32. Yocheved/ Tzipporah- The Prince of Egypt (1998)
I could not decide between these two characters, so I decided to put them in the same slot. (Aurea Terribili and Julia Wolf headed Yocheved’s design and Tanja Majerus and Dawn Pierce did Tzipporah.) For Yocheved, Moses’s mother, I loved the feminine, graceful lines put into her design, especially in her face. All the characters in this film have an air of maturity different than the more cartoony style of many of Disney’s films. Her hair is sumptuous, but not overtly so, covered well with red cloth. Ofra Haza provided her singing voice in “Deliver Us”, whose beauty was so entrancing they based Yocheved’s design from her. She isn’t seen for very long, however her presence is never lost as Ofra Haza continued to provide excerpts of song into the musical score throughout the film. What I love most about Tzipporah’s design is her maturity. She definately looks like a woman and not a spry young girl. She had already grown into herself and had a air of pride that showed best in her eyes, facial structure and proud stance. I also love her hair, especially in the way it is shaped into thick braids and when it gets wet.

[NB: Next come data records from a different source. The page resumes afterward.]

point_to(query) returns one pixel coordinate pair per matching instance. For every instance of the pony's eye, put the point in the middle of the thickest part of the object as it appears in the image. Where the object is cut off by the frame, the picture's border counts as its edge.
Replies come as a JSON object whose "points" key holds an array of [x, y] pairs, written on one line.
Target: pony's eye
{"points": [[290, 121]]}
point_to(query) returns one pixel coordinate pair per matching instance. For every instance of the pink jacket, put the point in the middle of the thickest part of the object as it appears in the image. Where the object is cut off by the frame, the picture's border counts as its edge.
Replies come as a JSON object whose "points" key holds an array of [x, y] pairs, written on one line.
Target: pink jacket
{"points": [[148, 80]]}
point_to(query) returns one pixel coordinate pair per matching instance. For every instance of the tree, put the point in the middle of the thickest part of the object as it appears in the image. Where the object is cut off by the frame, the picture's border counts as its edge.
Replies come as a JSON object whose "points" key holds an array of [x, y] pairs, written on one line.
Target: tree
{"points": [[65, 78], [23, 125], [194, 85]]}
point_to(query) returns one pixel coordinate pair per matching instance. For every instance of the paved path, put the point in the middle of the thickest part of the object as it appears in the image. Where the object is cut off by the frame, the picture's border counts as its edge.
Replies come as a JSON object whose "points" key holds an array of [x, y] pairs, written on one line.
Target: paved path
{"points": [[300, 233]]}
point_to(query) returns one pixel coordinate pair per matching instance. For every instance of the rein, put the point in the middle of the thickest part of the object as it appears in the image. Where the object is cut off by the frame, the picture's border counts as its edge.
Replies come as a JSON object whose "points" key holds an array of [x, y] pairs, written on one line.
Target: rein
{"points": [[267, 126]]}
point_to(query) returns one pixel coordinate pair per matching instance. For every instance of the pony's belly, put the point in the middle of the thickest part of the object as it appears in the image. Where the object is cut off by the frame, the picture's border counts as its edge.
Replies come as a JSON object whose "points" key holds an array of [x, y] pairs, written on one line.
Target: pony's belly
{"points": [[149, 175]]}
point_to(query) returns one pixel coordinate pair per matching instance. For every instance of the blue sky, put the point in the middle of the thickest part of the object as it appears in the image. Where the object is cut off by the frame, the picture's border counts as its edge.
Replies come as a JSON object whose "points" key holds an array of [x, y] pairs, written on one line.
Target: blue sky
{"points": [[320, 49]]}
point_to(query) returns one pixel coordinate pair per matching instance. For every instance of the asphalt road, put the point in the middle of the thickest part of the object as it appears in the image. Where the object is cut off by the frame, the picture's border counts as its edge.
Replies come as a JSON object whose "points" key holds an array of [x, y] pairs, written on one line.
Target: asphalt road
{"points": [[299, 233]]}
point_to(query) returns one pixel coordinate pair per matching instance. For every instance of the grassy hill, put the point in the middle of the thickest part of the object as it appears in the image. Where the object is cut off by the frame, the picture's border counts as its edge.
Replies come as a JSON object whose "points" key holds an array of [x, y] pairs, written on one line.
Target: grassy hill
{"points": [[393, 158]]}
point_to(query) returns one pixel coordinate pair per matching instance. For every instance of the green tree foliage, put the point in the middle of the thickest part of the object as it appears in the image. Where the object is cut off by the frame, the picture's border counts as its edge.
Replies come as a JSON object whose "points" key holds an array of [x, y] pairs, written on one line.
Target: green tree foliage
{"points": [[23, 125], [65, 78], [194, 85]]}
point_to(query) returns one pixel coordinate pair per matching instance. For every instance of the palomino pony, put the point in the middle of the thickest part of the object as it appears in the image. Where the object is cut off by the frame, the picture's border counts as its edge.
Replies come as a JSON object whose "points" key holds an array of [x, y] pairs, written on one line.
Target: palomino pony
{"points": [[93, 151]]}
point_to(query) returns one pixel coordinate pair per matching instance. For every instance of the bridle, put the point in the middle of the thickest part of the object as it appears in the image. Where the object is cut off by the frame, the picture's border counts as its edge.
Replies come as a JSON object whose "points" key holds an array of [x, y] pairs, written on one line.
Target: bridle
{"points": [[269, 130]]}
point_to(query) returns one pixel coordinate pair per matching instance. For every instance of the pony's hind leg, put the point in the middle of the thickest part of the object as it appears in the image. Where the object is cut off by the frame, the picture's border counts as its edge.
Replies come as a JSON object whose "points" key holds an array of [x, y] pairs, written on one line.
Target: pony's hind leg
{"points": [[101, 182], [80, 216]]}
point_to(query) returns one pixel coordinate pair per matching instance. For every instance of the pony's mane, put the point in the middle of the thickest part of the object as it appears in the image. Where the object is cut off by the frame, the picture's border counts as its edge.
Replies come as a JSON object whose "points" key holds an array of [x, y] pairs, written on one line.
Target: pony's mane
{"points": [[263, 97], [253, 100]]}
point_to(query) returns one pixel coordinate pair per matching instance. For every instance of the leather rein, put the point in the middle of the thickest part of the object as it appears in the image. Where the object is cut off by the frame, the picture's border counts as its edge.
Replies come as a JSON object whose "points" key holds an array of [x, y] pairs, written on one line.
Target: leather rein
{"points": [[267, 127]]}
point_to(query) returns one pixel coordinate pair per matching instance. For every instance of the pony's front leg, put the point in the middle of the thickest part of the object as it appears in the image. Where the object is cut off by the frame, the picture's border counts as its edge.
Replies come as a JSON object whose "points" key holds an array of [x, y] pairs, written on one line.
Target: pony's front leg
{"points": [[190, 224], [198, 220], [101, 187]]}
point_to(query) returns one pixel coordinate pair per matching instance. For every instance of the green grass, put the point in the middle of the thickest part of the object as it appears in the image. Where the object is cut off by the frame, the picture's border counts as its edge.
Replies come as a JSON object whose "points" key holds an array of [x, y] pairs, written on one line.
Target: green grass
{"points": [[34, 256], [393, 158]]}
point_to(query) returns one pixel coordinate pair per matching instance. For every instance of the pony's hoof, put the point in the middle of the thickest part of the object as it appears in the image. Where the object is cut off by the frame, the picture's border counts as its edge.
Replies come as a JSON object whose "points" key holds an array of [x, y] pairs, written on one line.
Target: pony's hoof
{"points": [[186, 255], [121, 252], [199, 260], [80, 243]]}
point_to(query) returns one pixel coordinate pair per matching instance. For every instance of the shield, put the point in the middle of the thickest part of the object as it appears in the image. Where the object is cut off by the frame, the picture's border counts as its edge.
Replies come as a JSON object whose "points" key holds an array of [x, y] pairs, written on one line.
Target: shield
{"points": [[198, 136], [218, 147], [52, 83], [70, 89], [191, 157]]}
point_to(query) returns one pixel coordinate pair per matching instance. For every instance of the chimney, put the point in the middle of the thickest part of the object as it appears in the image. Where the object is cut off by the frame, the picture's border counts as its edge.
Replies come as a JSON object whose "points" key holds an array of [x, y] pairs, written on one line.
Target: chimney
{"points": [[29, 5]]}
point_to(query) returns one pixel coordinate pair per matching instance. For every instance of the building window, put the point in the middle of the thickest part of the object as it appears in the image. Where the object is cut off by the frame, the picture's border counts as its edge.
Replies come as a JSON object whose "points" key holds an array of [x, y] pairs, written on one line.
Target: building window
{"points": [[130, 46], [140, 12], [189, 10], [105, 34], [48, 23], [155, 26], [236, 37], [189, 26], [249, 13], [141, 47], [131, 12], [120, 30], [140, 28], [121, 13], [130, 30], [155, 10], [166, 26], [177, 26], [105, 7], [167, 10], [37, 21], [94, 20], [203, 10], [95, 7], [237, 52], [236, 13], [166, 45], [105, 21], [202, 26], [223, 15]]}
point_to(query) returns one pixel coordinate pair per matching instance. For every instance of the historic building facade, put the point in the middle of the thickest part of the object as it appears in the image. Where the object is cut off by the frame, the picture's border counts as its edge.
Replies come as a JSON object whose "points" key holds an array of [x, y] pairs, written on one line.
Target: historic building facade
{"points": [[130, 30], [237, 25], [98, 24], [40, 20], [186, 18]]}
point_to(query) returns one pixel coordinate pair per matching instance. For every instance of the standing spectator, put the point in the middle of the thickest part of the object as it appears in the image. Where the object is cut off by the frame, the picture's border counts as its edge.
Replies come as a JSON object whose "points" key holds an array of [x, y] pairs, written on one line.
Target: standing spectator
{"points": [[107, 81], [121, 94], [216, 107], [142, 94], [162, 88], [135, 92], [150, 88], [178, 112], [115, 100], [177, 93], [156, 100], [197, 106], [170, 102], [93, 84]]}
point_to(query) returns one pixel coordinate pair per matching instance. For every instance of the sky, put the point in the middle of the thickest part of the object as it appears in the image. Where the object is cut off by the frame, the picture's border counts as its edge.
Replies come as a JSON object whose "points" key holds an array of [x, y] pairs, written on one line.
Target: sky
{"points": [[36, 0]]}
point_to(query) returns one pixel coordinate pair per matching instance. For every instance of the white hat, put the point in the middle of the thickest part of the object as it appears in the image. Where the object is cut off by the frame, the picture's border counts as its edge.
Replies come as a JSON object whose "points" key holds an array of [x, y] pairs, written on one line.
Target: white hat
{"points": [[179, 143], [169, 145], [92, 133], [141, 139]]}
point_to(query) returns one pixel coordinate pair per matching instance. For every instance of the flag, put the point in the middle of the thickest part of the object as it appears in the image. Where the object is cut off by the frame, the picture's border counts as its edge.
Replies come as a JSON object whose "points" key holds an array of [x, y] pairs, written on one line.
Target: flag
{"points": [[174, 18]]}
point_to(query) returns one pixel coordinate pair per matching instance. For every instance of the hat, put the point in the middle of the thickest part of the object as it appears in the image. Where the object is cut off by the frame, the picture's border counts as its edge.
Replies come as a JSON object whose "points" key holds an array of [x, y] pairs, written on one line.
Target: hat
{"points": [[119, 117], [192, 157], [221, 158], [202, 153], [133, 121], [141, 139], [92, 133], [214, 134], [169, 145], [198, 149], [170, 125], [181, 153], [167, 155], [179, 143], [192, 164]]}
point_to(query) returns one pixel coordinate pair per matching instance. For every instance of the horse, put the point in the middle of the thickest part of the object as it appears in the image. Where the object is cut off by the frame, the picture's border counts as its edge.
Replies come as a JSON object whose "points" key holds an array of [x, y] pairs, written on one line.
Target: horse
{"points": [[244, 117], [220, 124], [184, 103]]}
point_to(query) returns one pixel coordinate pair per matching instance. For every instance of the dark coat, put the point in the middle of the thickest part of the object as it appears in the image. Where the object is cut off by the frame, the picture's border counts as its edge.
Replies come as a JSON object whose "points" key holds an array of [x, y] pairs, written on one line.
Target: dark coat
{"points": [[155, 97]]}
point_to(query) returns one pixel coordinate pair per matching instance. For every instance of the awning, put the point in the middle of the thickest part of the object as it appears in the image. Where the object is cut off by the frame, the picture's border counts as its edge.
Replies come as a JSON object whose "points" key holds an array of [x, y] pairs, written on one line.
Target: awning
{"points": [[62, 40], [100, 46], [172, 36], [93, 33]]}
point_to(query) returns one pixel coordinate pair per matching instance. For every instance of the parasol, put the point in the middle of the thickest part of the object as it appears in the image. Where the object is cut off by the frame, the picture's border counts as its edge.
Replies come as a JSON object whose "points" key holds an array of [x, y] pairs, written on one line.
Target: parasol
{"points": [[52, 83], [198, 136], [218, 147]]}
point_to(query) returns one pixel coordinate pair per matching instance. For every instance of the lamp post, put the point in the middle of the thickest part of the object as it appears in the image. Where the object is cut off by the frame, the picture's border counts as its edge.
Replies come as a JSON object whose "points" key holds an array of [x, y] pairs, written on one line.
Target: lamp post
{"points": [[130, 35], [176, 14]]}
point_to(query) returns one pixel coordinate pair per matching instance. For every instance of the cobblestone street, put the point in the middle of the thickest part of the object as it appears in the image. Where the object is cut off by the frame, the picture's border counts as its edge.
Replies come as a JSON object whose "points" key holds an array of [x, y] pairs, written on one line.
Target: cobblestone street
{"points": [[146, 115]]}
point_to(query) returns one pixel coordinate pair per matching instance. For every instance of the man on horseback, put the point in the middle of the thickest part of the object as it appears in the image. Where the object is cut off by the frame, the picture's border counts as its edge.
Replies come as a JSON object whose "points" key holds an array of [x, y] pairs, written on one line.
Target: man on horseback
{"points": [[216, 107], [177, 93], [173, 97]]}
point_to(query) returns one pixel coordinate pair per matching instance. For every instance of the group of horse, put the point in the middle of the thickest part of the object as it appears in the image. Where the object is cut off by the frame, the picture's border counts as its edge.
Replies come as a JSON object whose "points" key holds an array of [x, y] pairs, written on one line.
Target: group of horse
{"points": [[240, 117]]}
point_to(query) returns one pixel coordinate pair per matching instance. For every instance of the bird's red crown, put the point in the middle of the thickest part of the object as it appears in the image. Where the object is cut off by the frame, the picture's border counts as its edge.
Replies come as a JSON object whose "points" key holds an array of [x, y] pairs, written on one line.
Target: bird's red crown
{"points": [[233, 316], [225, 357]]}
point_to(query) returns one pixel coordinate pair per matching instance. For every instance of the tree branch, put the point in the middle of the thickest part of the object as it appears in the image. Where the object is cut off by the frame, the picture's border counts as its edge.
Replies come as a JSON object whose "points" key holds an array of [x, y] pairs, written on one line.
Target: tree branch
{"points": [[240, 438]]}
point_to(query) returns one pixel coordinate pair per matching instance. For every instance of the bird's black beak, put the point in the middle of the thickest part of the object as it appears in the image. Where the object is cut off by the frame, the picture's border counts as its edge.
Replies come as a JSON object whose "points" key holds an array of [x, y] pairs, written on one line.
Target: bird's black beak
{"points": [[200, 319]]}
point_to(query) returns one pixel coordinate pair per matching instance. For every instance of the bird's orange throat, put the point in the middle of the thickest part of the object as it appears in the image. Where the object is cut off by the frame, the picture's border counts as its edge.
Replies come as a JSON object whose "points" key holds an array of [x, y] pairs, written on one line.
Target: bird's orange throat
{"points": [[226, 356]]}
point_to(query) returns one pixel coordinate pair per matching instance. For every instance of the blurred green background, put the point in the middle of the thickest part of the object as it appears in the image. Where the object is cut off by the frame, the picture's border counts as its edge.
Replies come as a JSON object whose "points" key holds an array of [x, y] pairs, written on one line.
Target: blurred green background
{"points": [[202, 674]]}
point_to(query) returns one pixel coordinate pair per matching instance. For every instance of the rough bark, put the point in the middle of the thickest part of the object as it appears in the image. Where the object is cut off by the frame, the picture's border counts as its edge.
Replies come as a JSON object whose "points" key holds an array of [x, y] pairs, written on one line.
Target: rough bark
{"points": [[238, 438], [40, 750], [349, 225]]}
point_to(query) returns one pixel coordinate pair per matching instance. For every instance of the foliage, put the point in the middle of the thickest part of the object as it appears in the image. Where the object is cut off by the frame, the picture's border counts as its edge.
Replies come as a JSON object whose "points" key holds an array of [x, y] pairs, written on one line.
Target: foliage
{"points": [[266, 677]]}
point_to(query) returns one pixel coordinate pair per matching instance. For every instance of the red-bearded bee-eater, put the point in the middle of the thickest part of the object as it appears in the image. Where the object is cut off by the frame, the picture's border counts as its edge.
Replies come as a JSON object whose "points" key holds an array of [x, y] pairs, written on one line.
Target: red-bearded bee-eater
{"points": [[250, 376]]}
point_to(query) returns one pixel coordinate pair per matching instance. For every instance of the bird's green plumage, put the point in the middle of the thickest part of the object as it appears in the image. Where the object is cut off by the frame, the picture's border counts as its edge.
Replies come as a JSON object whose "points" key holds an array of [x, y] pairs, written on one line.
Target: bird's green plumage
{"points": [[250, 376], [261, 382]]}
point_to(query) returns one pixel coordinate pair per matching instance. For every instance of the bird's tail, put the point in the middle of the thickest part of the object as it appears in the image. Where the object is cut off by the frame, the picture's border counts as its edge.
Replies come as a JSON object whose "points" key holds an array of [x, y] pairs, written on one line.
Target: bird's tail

31. Bear- The Fox and the Hound (1981)
This bear’s scene is the highlight of this otherwise boring film. Glen Keane designed and animated this character as well as his attack on Copper and Tod. Most of the film everything is calm, sad or slow-paced (if not a little dull). However, the minute the bear rambles onto the scene everything on the screen changed. This was no cuddly Pocahontas (1995) Bear. No, it was enraged, feral and dangerous. This is one of those moments in animation where you have to stop and just look in awe at art in motion. I love the gleam on his fur, his piercing, red eyes, and oppressing form. Keane put so much attention into the small details of the bear’s design, movements and on the fight it is no wonder he is considered a Disney Legend.